Позднее до меня, конечно, дошло, что он не понял это буквально. Он нарочно это так истолковал. Чтобы наказать себя. Еще за что-то над собой поиздеваться. Когда Конни ушла, так ничего и не выведав, но убедившись, вероятно, что у меня не все дома, Лили поднялась ко мне в комнату и застала меня в слезах: смешливое настроение улетучилось, на смену мелодраме пришла не трагедия, а просто жизнь и все эти дурацкие течения, которые швыряют тебя как попало, от одной мысли к другой, но не дают утонуть. Утонуть не удается. Никогда. До самой смерти. Так что толку, пока жив, бояться правды?

Но когда Лили подсела ко мне на кровать, чтобы и утешить меня, и пожурить за нелепое поведение, я была как ребенок — плакала, кричала: «Хочу, чтоб он был тут! Верните мне его, тетечка! Помогите его вернуть!»
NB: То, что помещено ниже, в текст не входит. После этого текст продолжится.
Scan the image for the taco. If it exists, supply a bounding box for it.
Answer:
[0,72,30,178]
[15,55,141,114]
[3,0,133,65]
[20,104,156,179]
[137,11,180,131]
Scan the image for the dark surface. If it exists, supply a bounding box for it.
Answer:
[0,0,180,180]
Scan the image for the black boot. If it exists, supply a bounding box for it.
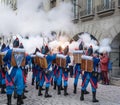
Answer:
[51,78,53,86]
[80,90,84,101]
[53,81,57,90]
[24,88,28,93]
[38,86,43,96]
[58,86,61,95]
[31,78,34,85]
[45,87,52,98]
[60,82,64,90]
[36,82,38,89]
[17,95,24,105]
[84,90,89,94]
[1,85,6,94]
[22,92,27,99]
[64,86,68,96]
[73,84,77,94]
[92,92,99,102]
[7,94,12,105]
[13,90,17,99]
[41,87,45,90]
Она молчала. Как Гари. Им, наверно, и в самом деле нечего сказать. За всем этим индийским гомоном и насилием какое царит глубокое, вековое безмолвие! В нем танцует Шива. В нем спит Вишну. Даже музыка их безмолвна. Единственная известная мне музыка, о которой хочется сказать, что она нарушает молчание, а отзвучав, в него же возвращается, точно доказывая, что всякий звук, созданный человеком, — иллюзия.

Странная это концепция. Нам ее никогда не понять. Они, по-моему, и сами ее не понимают. Не в поисках ли этого понимания сестра Людмила подбирает на улицах мертвых и умирающих? Или истоки этой концепции в каком-то давно забытом первобытном опыте боли и страдания? Я потому это спрашиваю, что через несколько недель, когда я поняла, что беременна, и попросила Лили послать за Анной Клаус, мне подумалось, не существует ли Анна где-то на грани между иллюзией и реальностью, потому что она столько выстрадала и всего лишилась — и все-таки живет. Она всегда ратует за наркоз, никогда не скупится на снотворное. Помню, как она стояла у меня в комнате и, озабоченно сдвинув брови, рылась в своем черном чемоданчике. Сколько же компромиссов они вмещают, эти докторские чемоданчики! Мне казалось, что она где-то очень далеко от меня, но притом уводит меня за собой — по бесконечным туннелям, выложенным белой плиткой, подземными путями человеческого унижения, куда не проникает грязь, потому что мы, северяне, научились делать боль асептичной и незаразной. Мне было почудилось, что она готовит мне какое-то снадобье, чтобы избавиться от ребенка. Я спросила: «Что это? Что?» Она сказала: «К чему такой переполох? Я только хочу, чтобы вы спокойно проспали ночь. Беременным женщинам показана созерцательная жизнь. Как монахиням».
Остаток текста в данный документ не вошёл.